# Euro speed limits for heavier motorhomes



## peejay (May 10, 2005)

Hi;

Does anyone know of a reliable and up to date list of speed limits for motorhomes with a Gross Vehicle Weight over 3500kgs for the main Euro countries?

Pete


----------



## Rapide561 (Oct 1, 2005)

*Speed*

No, is my answer, but I would be inerested so read about it.

Russell


----------



## Patrick_Phillips (Aug 17, 2006)

This an exract from the Irish AA site:
Cars towing caravan/trailer not exceeding 750kg 100 (62) on motorways; over 750kg 80 (49) outside built up areas and 100 (62) on motorways. If the total weight of the two vehicles exceeds 3,500kg, the limit outside built-up areas is 60 (37) and 70 (43) on motorways. To tow a caravan/trailer the weight of any caravan/trailer equipped with over-run brakes must not exceed maximum weight of towing vehicle. Driving licence must show entitlement to drive this kind of combination.
More info at ttp://www.aaroadwatch.ie/eumotoring/speed_notes.asp
or a list of general car limits at http://www.aaroadwatch.ie/eumotoring/speed.asp

Patrick


----------



## JeanLuc (Jan 13, 2007)

There is a dossier on CC Infos. It was prepared by one of the contributors called Bernard and is offered 'as seen', so not guaranteed to be checked by any legal body. If you go to the link below and then choose English, you will be presented with a map. Choose each country by clicking. There is a lot of useful legal info including speed limits. Where it is known, any additional restriction for vehicles >3.5T is shown at the bottom of the data. If you have any problems with the link, go to CC Infos main site and choose 'Dossiers' from the navigation panel on the left. The one you want is 'dossier 6'.

Philip

<<CC Infos Dossiers>>


----------



## peejay (May 10, 2005)

Thanks Phillip;

I haven't checked them all yet but some parts may be slightly out of date - a very handy link nonetheless. 

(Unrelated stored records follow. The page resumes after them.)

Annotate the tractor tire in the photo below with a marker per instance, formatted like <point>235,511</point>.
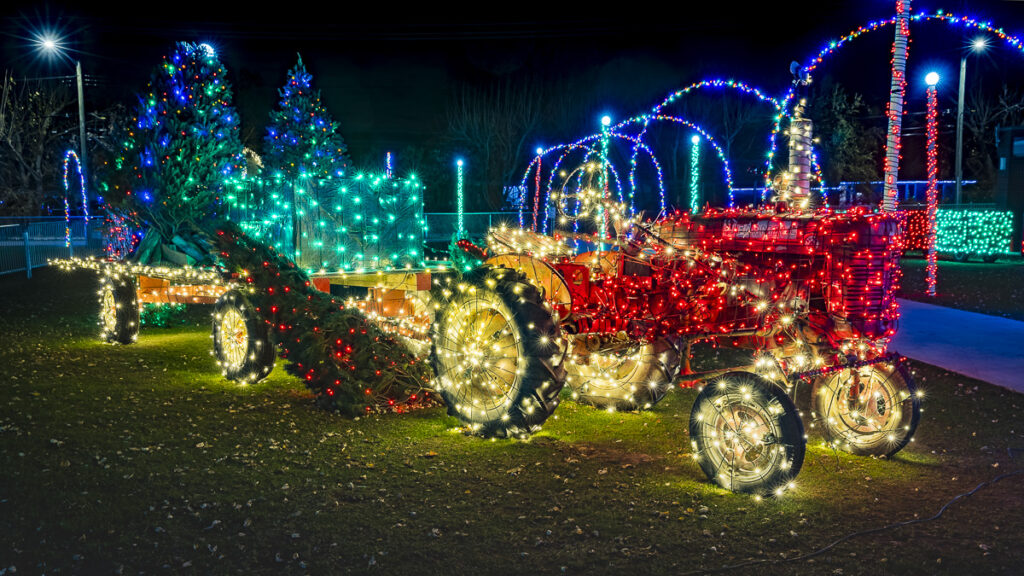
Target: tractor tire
<point>119,316</point>
<point>747,435</point>
<point>242,341</point>
<point>496,353</point>
<point>635,376</point>
<point>869,411</point>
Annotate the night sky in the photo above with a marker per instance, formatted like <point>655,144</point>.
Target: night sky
<point>386,74</point>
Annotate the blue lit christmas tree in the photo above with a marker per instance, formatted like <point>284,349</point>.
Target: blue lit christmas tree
<point>302,139</point>
<point>183,147</point>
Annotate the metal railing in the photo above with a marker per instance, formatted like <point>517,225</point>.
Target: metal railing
<point>29,244</point>
<point>441,225</point>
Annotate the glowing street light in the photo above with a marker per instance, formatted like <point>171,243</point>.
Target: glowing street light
<point>979,44</point>
<point>52,46</point>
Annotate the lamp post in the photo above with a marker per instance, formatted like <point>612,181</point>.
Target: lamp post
<point>978,45</point>
<point>51,46</point>
<point>933,171</point>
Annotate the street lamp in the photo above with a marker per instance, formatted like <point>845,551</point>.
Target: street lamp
<point>978,45</point>
<point>53,46</point>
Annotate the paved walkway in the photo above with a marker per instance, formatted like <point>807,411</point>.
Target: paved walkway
<point>986,347</point>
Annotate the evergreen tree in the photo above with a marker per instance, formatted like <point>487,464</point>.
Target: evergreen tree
<point>183,146</point>
<point>302,138</point>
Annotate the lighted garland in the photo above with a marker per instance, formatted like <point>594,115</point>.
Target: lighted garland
<point>694,174</point>
<point>894,111</point>
<point>85,195</point>
<point>933,192</point>
<point>813,63</point>
<point>350,364</point>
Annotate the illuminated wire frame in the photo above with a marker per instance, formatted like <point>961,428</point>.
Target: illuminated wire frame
<point>85,196</point>
<point>828,49</point>
<point>588,147</point>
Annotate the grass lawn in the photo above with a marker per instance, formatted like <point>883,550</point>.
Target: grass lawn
<point>130,459</point>
<point>995,289</point>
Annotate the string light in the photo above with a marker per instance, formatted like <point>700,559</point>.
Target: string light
<point>459,196</point>
<point>70,155</point>
<point>894,111</point>
<point>694,174</point>
<point>933,171</point>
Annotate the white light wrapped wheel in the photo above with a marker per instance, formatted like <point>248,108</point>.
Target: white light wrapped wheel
<point>871,411</point>
<point>119,318</point>
<point>242,341</point>
<point>626,375</point>
<point>747,435</point>
<point>495,352</point>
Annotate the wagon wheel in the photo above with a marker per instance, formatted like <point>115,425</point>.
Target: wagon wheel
<point>747,435</point>
<point>119,318</point>
<point>872,410</point>
<point>630,376</point>
<point>496,354</point>
<point>242,340</point>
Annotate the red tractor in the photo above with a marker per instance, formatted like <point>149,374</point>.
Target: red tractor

Here's a more direct link....

http://dufour.ber.free.fr/route/Anglais/index_anglais.htm

pete


----------



## vicdicdoc (May 14, 2005)

AFAIK the signposts giving the name of towns & villages is also the start of the slower speed limit, the sign the other side of the town or village [with the black slash across it] is the end of the slower speed limit . . I'm also certain that vehicles over 3.5t should not travel through these smaller villages but take their by-pass or circular route . . but as always I stand to be corrected !


----------



## peejay (May 10, 2005)

vicdicdoc said:


> AFAIK the signposts giving the name of towns & villages is also the start of the slower speed limit, the sign the other side of the town or village [with the black slash across it] is the end of the slower speed limit . . I'm also certain that vehicles over 3.5t should not travel through these smaller villages but take their by-pass or circular route . . but as always I stand to be corrected !


Hi Vic;

I agree with you about the village sign but I don't think you're right about vehs over 3.5t not being allowed in villages, at least not unless there is a 3.5t weight restriction displayed.

pete


----------



## sprokit (May 1, 2005)

peejay said:


> Hi;
> 
> Does anyone know of a reliable and up to date list of speed limits for motorhomes with a Gross Vehicle Weight over 3500kgs for the main Euro countries?
> 
> Pete


Evening Pete

Have a look at this site - http://driving.drive-alive.co.uk/

Should tell you what you need.

Keith Sprokit)


----------



## peejay (May 10, 2005)

Thanks Keith;

That's a good site and the basic speed limit info is good, but there's not a lot about >3.5t restrictions.

pete


----------



## JeanLuc (Jan 13, 2007)

Pete,

Found another web site with speed limit info. This one is designed for truckers. Relevant page in the link below.

Philip

<<Transports Friend>>


----------